我将这样的内容返回到前端(通过ajax):

exit(json_encode(array(
    'success' => true,
    'content' => $afterregex; // without break lines and tabs
)));

1 个答案:

答案 0 :(得分:1)

在这里,我不能保证这将在每种情况下都有效。基本上它将空间保持在Open和Close标签内。因此,它会在<tag></tag>之间保留任何空格,但会在</tag><othertag>之间删除它们。

function minify( $html )
{
   return preg_replace('/>\s+<(?!\/textarea)/', '><', $html);
}


$myhtml = <<<HTML
<form class="some class other another">
    <div class="title-box">
        <div class="title">Questions</div>
    </div>

    <div class="content">
        <div>
            <span>Insert title</span>
            <div>
                <input name="question" placeholder="Insert some text here" type="text" />
            </div>
        </div>
        <div class="margin-t-10">
            <label>Insert BIO</label>
            <div>
                <textarea name="bio" class="textarea-content">This is first line text
This is second line text

more lines...</textarea>
            </div>
        </div>
        <div class="description">
            <label>Insert description here</label>
            <div>
                <textarea data-something name="description" class="textarea-content other class">

            Line one
line two
    have some tabulation here to keep...

another line...</textarea>
            </div>
        </div>
    </div>
</form>
HTML;

echo minify($myhtml);

在线试用

https://3v4l.org/2Y2E2

我在第二个文本区域添加了几个空白的起始行。这是输出:

<form class="some class other another"><div class="title-box"><div class="title">Questions</div></div><div class="content"><div><span>Insert title</span><div><input name="question" placeholder="Insert some text here" type="text" /></div></div><div class="margin-t-10"><label>Insert BIO</label><div><textarea name="bio" class="textarea-content">This is first line text
This is second line text

more lines...</textarea></div></div><div class="description"><label>Insert description here</label><div><textarea data-something name="description" class="textarea-content other class">

Line one
line two
    have some tabulation here to keep...

another line...</textarea></div></div></div></form> 

解释正则表达式/>\s+<(?!\/textarea)/

  • / open delimiter
  • >字面上匹配>
  • \s+匹配一个或多个空格
  • <字面上匹配<
  • (?!\/textarea)负向前看将与/textarea
  • 不匹配

然后我们用><替换所有匹配。

现在是英文版。匹配任何标记>的结束V形tag>。匹配一个或多个空格。匹配开场V形<。不匹配/textarea。如果其中任何一个匹配则表示不匹配。如果你将<开口的雪佛龙放在前面,那么你会得到</textarea。因此,这将与> </textarea中的<textarea class="foo" > </textarea>匹配。因此,您可以看到我们可以排除textarea标记的内容区域。

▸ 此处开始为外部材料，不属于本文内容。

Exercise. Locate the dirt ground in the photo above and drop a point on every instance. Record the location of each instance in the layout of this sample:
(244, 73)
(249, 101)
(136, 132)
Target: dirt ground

<<<内容是指示字符串的另一种方式。它被称为HEREDOC,采用<<<{tag} ... {tag};的形式。它就像使用双引号"一样,你可以放入一个PHP变量,它将被内插(用它的值替换)。对于不插入变量的'单引号,还有一个类似的。这被称为NEWDOC,并采用这种形式<<<'{tag}' ... {tag};最重要的是要记住,结束标记必须全部在一条线上,甚至不在它之前或之后的单个空间,否则它将不起作用。如果使用它的优势不明显,那是因为您没有使用引用样式'",那么您可以在HEREDOC / NEWDOC中使用它们。

//HEREDOC, you can put just $var, or I like to do {$var}
$myhtml = <<<STUFF
<form id='someId' class="some class other another" action="{$url}" >
     <input type="checkbox" name="checkbox" $checked />
</form>
STUFF; //<-- this has to be the only thing on this line, no spaces, even this comment can't be here..

//NEWDOC
$myhtml = <<<'OTHERSTUFF'
<form id='someId' class="some class other another" action="must/be/entered/manual" >
    <input type="checkbox" name="checkbox" />
</form>
OTHERSTUFF; //<-- this also has to be the only thing on this line

更新

我对Regex唯一的版本并不满意。主要原因是它不会修复其他标签中的内容,例如..

//won't any of these
<p>
    This will retain it's white space because it doesn't match \s+

    Something like this would leave all the whitespace
</p>
< span >  stuff   < / span >
//and it doesn't remove
 <!-- comments -->
//in javascript there may be issues with HTML in strings
var = "<div>in javascript</div>";

显然这不太理想。但对此的修复比看起来更复杂,或者至少它超出了我对Regex的非实质性能力。无论如何,任何有真正的正则表达式的人都会说你不能用它来解析HTML。但这并不完全正确,因为您可以使用它来创建Lexer / Tokenizer。

这正是我所做的,因为......好吧......这篇文章不够长。更不用说我自己也可以找到它。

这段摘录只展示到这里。